Can someone please show me how to do problem number 4? Please show work so I can try to understand it. Thanks!

Chemistry
1 answer:
larisa86 [58]3 years ago
5 0
With the given formula, we can calculate the amount of CO₂ using the balance equation but we first need the moles of CH₄

1) to find the moles of CH₄, we need to use the ideal gas formula (PV= nRT). if we solve for n, we solve for the moles of CH₄, and then we can convert to CO₂. Remember that the units put in this formula depending on the R value units.
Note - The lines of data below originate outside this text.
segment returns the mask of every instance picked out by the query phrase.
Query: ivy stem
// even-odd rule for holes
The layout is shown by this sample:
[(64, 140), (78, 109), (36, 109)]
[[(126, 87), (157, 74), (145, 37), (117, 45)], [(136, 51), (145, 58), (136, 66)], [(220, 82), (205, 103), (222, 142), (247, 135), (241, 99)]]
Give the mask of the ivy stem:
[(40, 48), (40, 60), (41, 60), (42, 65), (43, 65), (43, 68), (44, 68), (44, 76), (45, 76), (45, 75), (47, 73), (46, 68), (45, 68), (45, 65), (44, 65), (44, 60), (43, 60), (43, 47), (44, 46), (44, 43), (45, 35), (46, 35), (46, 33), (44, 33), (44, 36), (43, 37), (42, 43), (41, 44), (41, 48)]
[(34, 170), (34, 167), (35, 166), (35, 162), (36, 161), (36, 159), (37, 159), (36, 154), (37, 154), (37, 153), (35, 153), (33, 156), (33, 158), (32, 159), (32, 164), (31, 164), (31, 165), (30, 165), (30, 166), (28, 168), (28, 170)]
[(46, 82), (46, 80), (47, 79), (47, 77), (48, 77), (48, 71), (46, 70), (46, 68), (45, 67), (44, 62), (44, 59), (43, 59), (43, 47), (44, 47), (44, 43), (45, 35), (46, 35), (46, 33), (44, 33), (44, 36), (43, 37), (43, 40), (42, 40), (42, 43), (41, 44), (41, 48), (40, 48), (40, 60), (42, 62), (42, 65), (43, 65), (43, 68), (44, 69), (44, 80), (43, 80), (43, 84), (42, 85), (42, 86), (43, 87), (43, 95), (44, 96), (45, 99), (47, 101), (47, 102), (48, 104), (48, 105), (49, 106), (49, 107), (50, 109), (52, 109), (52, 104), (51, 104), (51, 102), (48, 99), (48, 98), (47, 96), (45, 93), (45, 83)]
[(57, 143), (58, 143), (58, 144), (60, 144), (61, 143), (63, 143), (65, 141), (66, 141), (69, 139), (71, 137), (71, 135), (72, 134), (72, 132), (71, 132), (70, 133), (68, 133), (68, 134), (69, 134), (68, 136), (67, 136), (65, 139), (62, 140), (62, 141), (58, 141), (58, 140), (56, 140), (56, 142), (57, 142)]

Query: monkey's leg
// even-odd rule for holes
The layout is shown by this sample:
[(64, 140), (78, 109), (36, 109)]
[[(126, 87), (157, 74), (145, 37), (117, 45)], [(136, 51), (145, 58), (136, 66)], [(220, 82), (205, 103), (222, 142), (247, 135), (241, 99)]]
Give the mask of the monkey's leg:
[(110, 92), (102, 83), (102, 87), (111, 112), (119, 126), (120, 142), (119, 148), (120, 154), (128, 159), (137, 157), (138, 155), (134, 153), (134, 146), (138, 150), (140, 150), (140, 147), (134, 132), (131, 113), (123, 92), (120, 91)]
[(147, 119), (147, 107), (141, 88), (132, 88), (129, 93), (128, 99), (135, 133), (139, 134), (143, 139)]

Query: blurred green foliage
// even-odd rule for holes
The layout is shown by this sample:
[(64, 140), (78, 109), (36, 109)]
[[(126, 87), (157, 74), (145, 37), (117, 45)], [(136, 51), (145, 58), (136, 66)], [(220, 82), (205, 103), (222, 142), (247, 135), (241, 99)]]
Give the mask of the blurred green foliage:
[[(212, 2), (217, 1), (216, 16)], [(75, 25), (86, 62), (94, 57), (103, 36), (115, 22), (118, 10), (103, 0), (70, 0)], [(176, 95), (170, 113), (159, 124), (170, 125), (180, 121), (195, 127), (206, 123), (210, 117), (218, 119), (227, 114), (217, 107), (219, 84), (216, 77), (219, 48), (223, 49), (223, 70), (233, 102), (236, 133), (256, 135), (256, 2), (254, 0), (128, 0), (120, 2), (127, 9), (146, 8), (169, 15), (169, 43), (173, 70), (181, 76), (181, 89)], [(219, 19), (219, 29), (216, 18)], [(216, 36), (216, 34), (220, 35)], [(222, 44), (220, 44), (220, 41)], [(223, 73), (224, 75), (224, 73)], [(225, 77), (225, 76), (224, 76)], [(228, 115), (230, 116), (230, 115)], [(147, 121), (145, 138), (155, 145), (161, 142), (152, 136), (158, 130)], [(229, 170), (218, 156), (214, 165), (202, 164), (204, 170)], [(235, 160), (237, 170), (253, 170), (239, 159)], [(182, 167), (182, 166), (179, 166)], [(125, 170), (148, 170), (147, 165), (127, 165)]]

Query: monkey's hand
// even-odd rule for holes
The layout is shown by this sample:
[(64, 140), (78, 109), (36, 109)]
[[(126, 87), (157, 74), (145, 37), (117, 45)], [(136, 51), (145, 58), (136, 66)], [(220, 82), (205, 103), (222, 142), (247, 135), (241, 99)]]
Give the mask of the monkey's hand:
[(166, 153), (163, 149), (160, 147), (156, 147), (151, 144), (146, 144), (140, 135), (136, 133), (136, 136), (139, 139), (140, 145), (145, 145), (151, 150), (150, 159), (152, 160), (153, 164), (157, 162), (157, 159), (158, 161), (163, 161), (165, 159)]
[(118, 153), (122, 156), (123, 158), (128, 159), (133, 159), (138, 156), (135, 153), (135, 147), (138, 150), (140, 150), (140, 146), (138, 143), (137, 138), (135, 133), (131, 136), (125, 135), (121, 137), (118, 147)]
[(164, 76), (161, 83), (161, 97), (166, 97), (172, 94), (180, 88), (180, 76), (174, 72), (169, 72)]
I remember 0.0821 which means pressure (P) has to be in atm, volume (V) in liters, the amount (n) in moles, and temperature (T) in kelvin.

PV= nRT

P= 1.00 atm
V= 32.0 Liters
n= ?
R= 0.0821 atm L/mol K
T= 25 C= 298 K

let plug the values into the formula.

(1.00 x 32.0 L)= n x 0.0821 x 298K

n= (1.00 x 32.0 L )/ (0.0821 x 298)= 1.31 moles CH₄

2) now let's convert the mole of CH₄ to moles to CO₂ using the balance equation

1.31 mol CH₄ (1 mol CO₂/ 1 mol CH₄)= 1.31 mol CO₂

3) Now let's convert from moles to grams using the molar mass of CO₂ (find the mass of each atom in the periodic table and add them)

molar mass CO₂= 12.00 + (2 x 16.0)= 44.0 g/mol

1.31 mol CO₂ ( 44.0 g/ 1 mol)= 57.6 g CO₂

Note: let me know if you any question.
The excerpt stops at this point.